After we bought our cottage my sister-in-law, Pinky, came to visit and immediately recognized the area. “Wasn’t Verdier’s Resort right down the street?” she asked. “I’m sure it was – we used to go there for the day to swim and sometimes even spent the night.”
The streets still looked similar enough to stir her memory – even though the resort is long gone.
A little bit of research confirmed that Verdier’s was indeed one of the local resorts and we only had to walk two short blocks down Oak Street to where it met Linden Street to explore a bit.
We peered through an old fence into the yard and saw a large, empty swimming pool. “That’s it!” Pinky said. “I remember the elevated pool.”
Verdier’s has been replaced by individual homes, the pool is long gone, and only one foot bridge out of five remains over the small water culvert.
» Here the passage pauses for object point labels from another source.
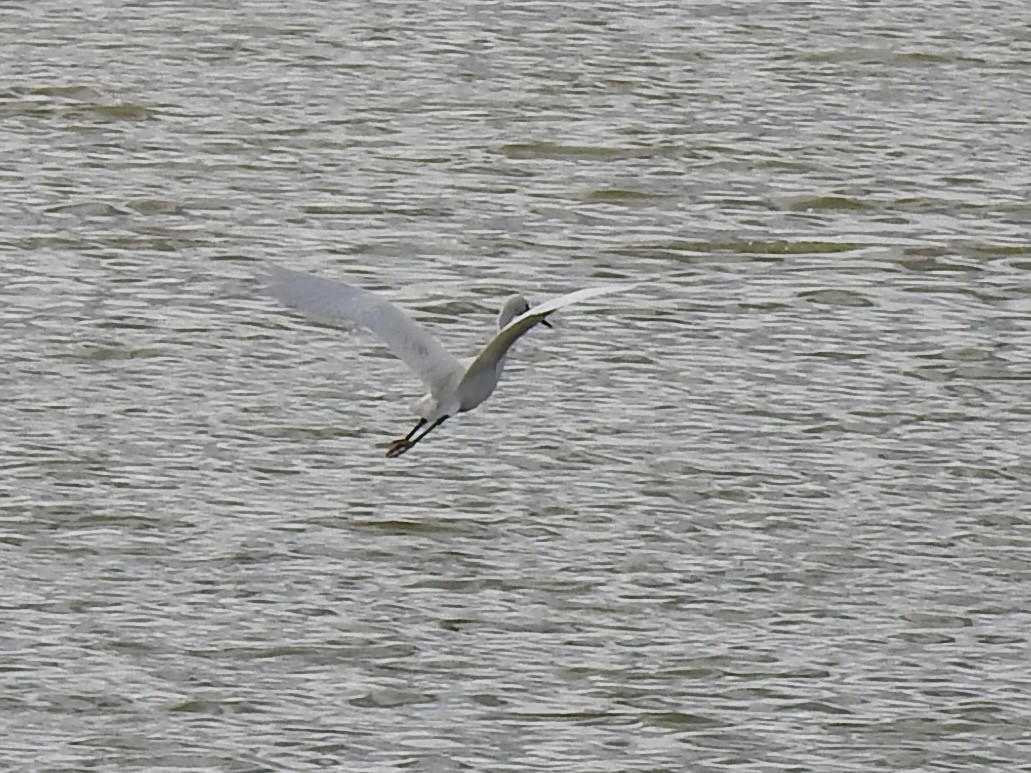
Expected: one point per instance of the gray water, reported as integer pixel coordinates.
(768, 510)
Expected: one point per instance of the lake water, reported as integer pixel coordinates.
(769, 510)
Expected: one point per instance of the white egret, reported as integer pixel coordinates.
(454, 388)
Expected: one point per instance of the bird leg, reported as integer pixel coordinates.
(400, 445)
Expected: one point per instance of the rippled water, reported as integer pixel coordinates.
(767, 511)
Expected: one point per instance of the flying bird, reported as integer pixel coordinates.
(454, 388)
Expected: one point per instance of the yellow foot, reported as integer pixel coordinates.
(398, 447)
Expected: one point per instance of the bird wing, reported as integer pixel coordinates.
(336, 302)
(503, 341)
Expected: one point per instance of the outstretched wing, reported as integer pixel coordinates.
(498, 347)
(336, 302)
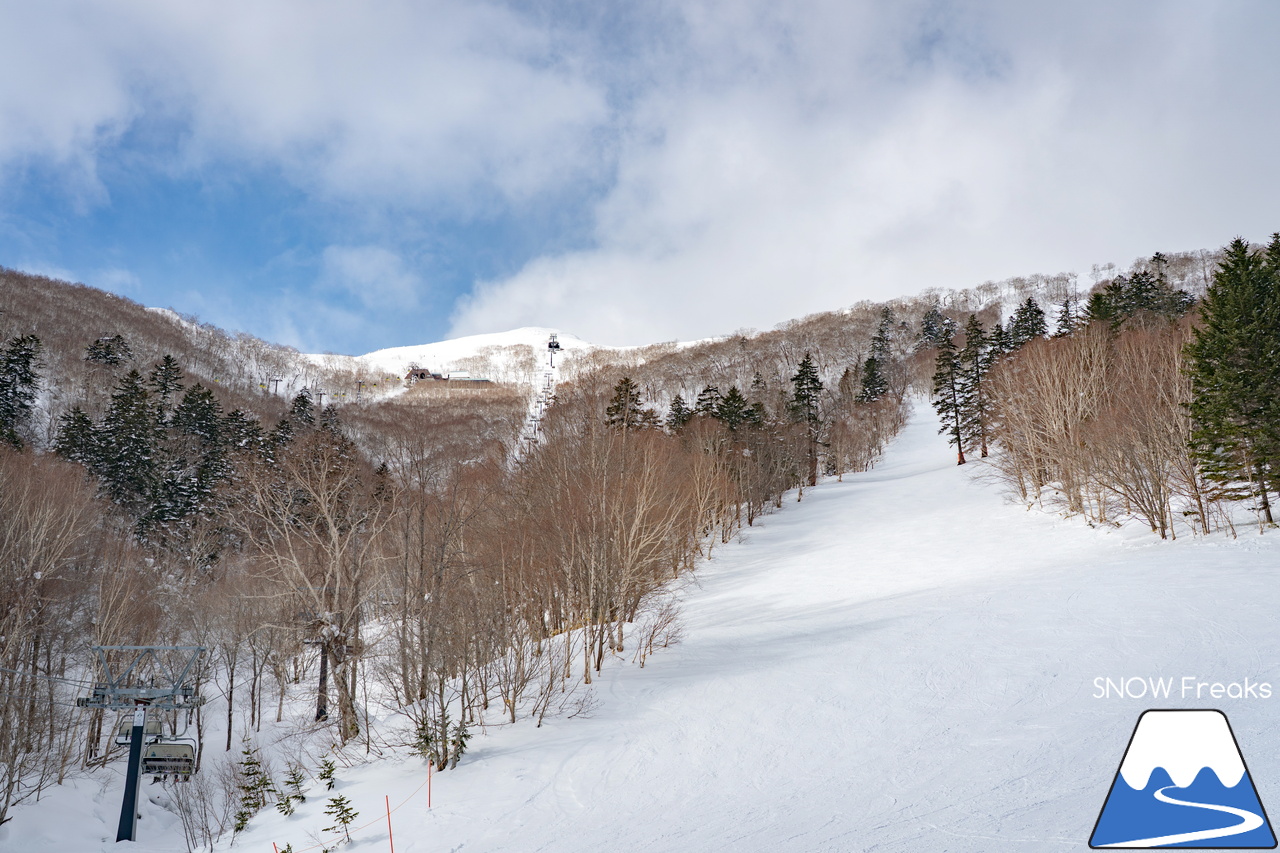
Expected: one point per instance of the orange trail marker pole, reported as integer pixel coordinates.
(389, 836)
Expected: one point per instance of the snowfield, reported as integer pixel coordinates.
(903, 661)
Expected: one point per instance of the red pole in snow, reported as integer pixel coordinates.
(389, 838)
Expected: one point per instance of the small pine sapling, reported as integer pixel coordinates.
(295, 779)
(342, 813)
(325, 774)
(293, 783)
(458, 743)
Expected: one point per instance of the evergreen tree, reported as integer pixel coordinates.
(626, 409)
(327, 772)
(293, 781)
(708, 401)
(999, 341)
(110, 351)
(976, 360)
(1068, 318)
(874, 384)
(679, 415)
(734, 410)
(1027, 324)
(128, 441)
(18, 386)
(804, 407)
(949, 396)
(77, 439)
(1235, 384)
(165, 381)
(254, 784)
(193, 460)
(1142, 295)
(935, 328)
(458, 743)
(342, 813)
(882, 340)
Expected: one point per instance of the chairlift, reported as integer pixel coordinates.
(124, 730)
(170, 757)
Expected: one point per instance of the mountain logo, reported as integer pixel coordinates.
(1183, 783)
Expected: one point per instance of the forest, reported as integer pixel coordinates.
(400, 553)
(397, 553)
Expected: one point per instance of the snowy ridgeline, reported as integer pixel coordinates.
(903, 661)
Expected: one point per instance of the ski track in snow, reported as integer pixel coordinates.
(904, 661)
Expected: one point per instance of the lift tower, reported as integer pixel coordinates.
(144, 676)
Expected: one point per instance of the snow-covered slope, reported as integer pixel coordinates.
(904, 661)
(444, 355)
(516, 356)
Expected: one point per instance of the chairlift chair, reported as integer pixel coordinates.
(124, 730)
(170, 757)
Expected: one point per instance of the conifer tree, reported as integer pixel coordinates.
(165, 382)
(1068, 318)
(679, 414)
(128, 441)
(1235, 395)
(18, 386)
(949, 396)
(327, 772)
(935, 328)
(112, 351)
(882, 340)
(999, 341)
(708, 401)
(77, 438)
(342, 813)
(254, 784)
(805, 407)
(458, 742)
(1027, 324)
(734, 410)
(874, 384)
(626, 409)
(976, 360)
Our cottage is just down the road from the summer resort that used to be Verdier’s and we are on Oak Street nestled between Railroad Avenue and the old swimming hole at Riverside Drive. Our street is wider than the others around us and one of our neighbors says that when the train stopped at the El Verano depot, the freight cars were loaded and unloaded by wagons that made their way up and down our street, which is why it was built a bit roomier. Neighborhood kids who didn’t have a day pass for a pool at one of the local resorts frolicked in the creek at the end of our block and resort guests likely enjoyed goods that were transported up and down our street. Old photos show rows of bikes at the resorts, vintage wood and canvas sling chairs, and the “wagonettes” that the resorts sent to pick up travelers from the train station. It’s easy to imagine the bustling and delightful summer activities of both locals and the resort guests.
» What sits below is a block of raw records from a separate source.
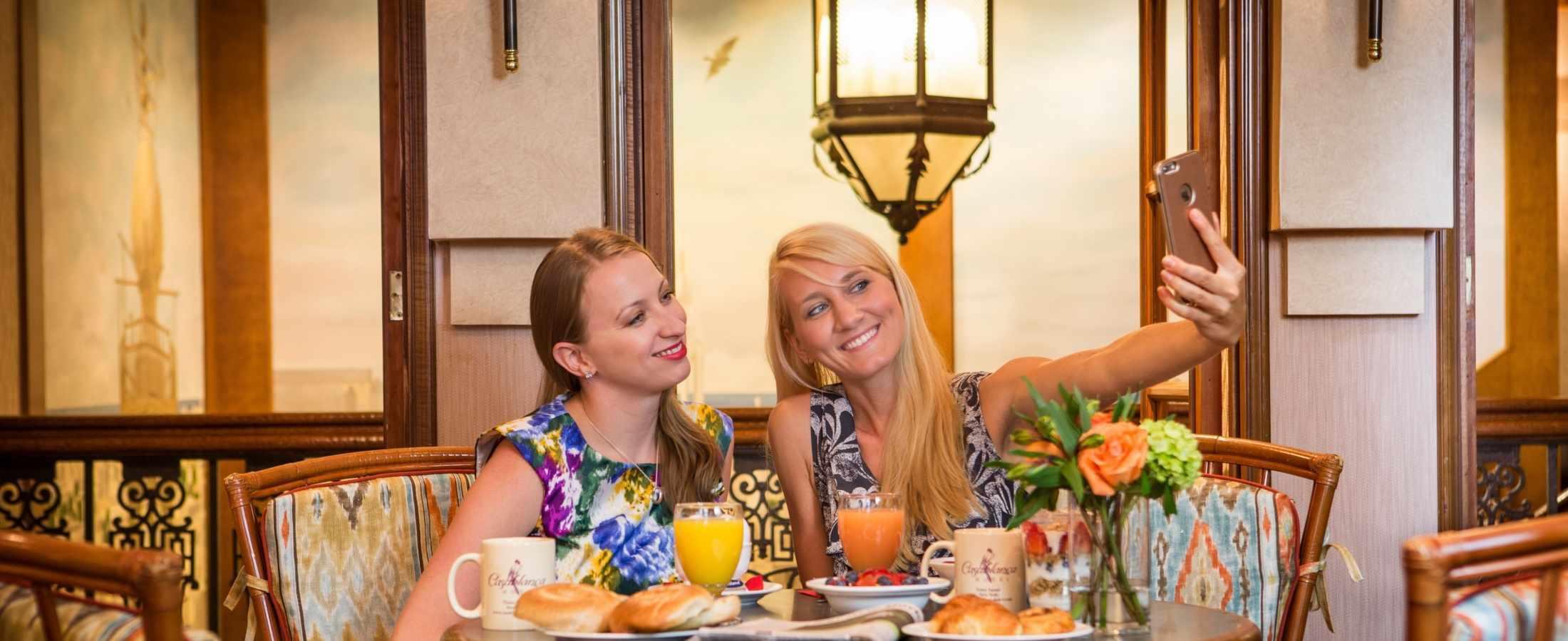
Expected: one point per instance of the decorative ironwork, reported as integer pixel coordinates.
(153, 502)
(32, 505)
(1501, 493)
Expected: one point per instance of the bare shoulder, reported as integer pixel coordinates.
(789, 425)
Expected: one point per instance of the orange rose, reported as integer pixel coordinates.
(1117, 462)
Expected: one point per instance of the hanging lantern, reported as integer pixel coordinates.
(902, 95)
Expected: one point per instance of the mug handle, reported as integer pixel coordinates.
(452, 587)
(926, 569)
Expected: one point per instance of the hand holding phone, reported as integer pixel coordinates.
(1182, 185)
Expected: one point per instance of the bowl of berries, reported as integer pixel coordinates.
(874, 588)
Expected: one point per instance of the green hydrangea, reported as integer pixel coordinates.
(1173, 454)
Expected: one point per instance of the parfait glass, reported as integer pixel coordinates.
(871, 528)
(709, 540)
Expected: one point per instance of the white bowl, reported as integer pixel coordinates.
(849, 599)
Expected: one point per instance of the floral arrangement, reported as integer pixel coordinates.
(1110, 467)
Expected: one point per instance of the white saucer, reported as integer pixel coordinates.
(751, 596)
(924, 630)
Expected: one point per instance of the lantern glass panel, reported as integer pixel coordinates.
(957, 49)
(875, 48)
(949, 155)
(883, 160)
(822, 41)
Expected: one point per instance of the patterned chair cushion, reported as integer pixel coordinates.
(346, 556)
(81, 620)
(1504, 612)
(1229, 546)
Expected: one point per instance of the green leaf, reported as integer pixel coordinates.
(1065, 428)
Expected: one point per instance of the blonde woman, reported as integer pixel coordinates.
(866, 402)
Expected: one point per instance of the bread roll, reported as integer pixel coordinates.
(568, 607)
(1045, 621)
(661, 608)
(976, 616)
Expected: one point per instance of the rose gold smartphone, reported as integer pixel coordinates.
(1181, 185)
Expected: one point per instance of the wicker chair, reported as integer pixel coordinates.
(333, 546)
(153, 577)
(1300, 552)
(1502, 569)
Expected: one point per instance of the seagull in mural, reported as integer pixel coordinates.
(720, 57)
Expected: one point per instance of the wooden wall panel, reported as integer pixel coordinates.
(1530, 361)
(1363, 389)
(487, 375)
(10, 210)
(236, 231)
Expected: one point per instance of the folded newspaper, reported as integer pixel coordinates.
(874, 624)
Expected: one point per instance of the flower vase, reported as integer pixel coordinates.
(1110, 565)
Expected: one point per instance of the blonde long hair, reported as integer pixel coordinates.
(924, 450)
(686, 452)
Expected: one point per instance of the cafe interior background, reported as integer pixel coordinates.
(244, 234)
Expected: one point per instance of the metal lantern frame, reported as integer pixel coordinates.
(919, 113)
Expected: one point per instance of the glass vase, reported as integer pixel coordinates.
(1110, 565)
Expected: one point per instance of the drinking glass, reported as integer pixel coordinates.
(871, 528)
(709, 538)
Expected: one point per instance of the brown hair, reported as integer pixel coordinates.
(686, 452)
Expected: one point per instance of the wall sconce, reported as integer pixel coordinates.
(902, 93)
(508, 10)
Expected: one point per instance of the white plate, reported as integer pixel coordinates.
(849, 599)
(751, 596)
(618, 635)
(924, 630)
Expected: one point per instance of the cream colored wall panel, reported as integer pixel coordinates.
(485, 377)
(1363, 389)
(1355, 273)
(513, 155)
(1366, 146)
(491, 281)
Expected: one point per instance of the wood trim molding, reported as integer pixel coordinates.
(1457, 407)
(408, 345)
(190, 434)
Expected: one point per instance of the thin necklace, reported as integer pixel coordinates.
(659, 494)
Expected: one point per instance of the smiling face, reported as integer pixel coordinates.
(634, 330)
(845, 318)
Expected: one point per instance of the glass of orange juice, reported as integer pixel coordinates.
(709, 540)
(871, 527)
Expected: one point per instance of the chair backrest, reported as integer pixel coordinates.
(1530, 553)
(1266, 505)
(154, 577)
(334, 544)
I love that we live in El Verano much in the way it was originally intended. Simple homes with ample gardens and fruit trees in an area that was a perfect location to build summer retreats for people from neighboring cities to be close to nature and to relax and rejuvenate. Days that were simpler, slower and remain forever etched in people’s memories. Some things don’t change (or not that much!) – and that can be a very good thing.